Agentboard Roadmap

Execution plan for closing the gap between the current Agentboard kit and a credible multi-provider AI-workflow layer. Each phase is self-contained: it has a goal, a scope, a concrete task list, success criteria, and an effort estimate. Ship phases in order — each later phase assumes the earlier ones are in place.

Hard constraints inherited from CLAUDE.md (do not violate):

No runtime dependencies (pure bash, git, sed, grep, awk only)
No stack pre-picking in init
Templates that ship verbatim must stay stack-agnostic
Max ~300 lines per file
Placeholders use {{UPPERCASE_SNAKE}}

Any phase that would break one of these needs an explicit decision log entry first (see "Decisions that must precede work" at the bottom).

Phase 0 — Reframe the pitch (1–2 days)

Goal: stop overselling "manages context across providers." Agentboard does not move conversation state between providers; it ships a shared project-truth format plus a read-order convention that all three CLIs respect. Own that honestly.

Scope: docs and CLI copy only. No code changes.

Tasks:

Rewrite the README lead: "Shared work-state and project-truth for multi-provider AI workflows."
Update bin/agentboard help banner and --help text to match.
Add a "How it actually works" section to README explaining the file-first model: each provider's CLI auto-loads its entry file, all three entry files point at the same .platform/ pack.
Audit CHEATSHEET.md for the same framing.

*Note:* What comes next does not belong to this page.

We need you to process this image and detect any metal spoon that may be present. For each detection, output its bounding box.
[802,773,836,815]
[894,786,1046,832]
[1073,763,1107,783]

Success criteria: a first-time reader of README can explain, in one sentence, what Agentboard does and does not do.

Effort: ~1 engineer-day.

Phase 1 — Credibility pass (1 week)

Goal: make the existing surface trustworthy. Catch malformed state early, stop silent corruption on re-activation, replace hand-typed progress logs with real git-derived evidence.

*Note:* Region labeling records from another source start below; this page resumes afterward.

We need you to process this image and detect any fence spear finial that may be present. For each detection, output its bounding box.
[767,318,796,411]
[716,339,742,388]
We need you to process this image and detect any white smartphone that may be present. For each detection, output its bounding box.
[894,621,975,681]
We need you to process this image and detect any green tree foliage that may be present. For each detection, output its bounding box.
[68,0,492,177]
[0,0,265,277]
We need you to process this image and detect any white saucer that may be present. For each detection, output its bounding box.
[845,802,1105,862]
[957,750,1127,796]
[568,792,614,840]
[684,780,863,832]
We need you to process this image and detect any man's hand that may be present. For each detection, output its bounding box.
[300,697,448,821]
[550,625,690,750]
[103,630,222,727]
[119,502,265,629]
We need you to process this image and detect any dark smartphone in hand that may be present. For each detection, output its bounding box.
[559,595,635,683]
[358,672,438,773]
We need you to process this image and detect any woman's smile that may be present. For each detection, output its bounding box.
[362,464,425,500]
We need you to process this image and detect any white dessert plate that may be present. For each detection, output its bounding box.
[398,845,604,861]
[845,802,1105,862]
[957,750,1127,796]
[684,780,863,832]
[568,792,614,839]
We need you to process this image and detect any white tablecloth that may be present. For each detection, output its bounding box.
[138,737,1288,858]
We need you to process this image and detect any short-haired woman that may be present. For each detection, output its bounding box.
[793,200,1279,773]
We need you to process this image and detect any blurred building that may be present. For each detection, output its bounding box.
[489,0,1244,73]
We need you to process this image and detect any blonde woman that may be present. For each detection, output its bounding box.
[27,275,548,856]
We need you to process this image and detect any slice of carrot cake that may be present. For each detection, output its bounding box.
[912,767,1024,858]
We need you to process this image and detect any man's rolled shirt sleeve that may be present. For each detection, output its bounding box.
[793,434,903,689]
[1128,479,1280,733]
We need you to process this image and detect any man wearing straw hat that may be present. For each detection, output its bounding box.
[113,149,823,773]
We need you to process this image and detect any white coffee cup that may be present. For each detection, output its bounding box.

Scope: bin/agentboard, lib/agentboard, templates/platform/ACTIVATE.md, templates/platform/work/, templates/platform/domains/.

Tasks:

Frontmatter schema check (pure bash, zero deps):
- Add lib/agentboard/schema.sh with a tiny validator that reads required keys + allowed enums per file type (stream, domain, repo) using awk/grep.
- Wire into doctor, new-stream, new-domain.
- Schemas live as plain text tables in lib/agentboard/schemas/ — no YAML parser dependency.
Activation idempotency:
- Tag every section Agentboard generates with an HTML comment marker:  and closing marker.
- Re-running activation replaces tagged sections in place instead of appending. User-authored content between markers is preserved.
- Add a --dry-run flag that prints the diff without writing.
Git-derived progress log:
- New subcommand agentboard log <stream-slug> that runs git diff --stat <base>..HEAD scoped to stream files plus code touched on the stream branch, and appends a timestamped block to the stream's progress log section.
- Retain the manual note field, but stop relying on the LLM to self-report edits.
Post-activation doctor gate:
- ACTIVATE.md's final step runs agentboard doctor automatically. Bad frontmatter fails activation loudly instead of surviving silently.

Success criteria:

doctor rejects a stream file missing required frontmatter keys.
Running activation twice on the same project produces a clean diff with no duplicated sections.
agentboard log <slug> output ends up in the stream file verbatim.

Effort: ~5 engineer-days.

Phase 2 — Visibility (3 days)

Goal: give the human operator a live view of ACTIVE.md without opening the file. Highest user-visible credibility gain per hour spent in the whole roadmap.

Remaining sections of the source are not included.